I dimenticati della Terra
Mentre si celebrano messe solenni e si scrivono editoriali, altrove si muore. Ogni giorno, alla stessa ora in cui si piange un papa, centinaia di bambini muoiono di fame. A Gaza, come in tanti altri luoghi dimenticati del mondo. Morti silenziose, irrilevanti, che non meritano necrologi sui giornali, né dirette televisive. Perché non sono papi. Perché non indossano abiti bianchi. Perché non fanno parte dell’apparato.
E allora viene da chiedersi: qual è il vero volto della spiritualità? Quello che indossa anelli dorati, o quello che dorme su un cartone all’angolo di una strada? Chi incarna davvero il messaggio originario del Cristo: il pontefice circondato da guardie e cerimonie, o il barbone che divide l’ultimo pezzo di pane con un altro invisibile?
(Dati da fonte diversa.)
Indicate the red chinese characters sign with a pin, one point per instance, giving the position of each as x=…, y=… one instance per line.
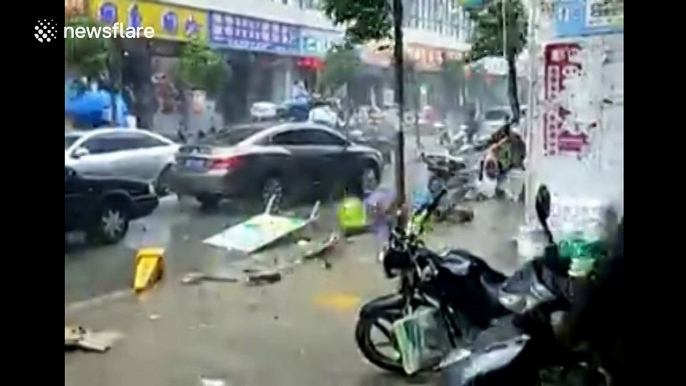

Spiritualità senza ornamenti
Ci sono uomini e donne senza dimora, senza titoli, senza pulpiti, che esprimono una spiritualità viva, autentica, profonda. Nessuno li celebrerà. Nessuno dedicherà loro un servizio speciale. Ma sono lì, in silenzio, testimoni di un modo altro di vivere il sacro. Un modo più vicino a quello che, forse, Gesù stesso avrebbe riconosciuto.
Non è questione di odio o disprezzo. È questione di lucidità. Di verità. Di guardare al di là dei veli e delle vesti. Di ricordare che ogni istituzione, per quanto sacra si proclami, resta umana. E che l’umanità è fatta di limiti, di errori, e anche di illusioni ben costruite.
Morto un papa se ne fa un altro. Ma fuori, nel mondo reale, i piccoli Cristo senza nome continuano a soffrire. E forse sono loro, oggi, i veri custodi del divino.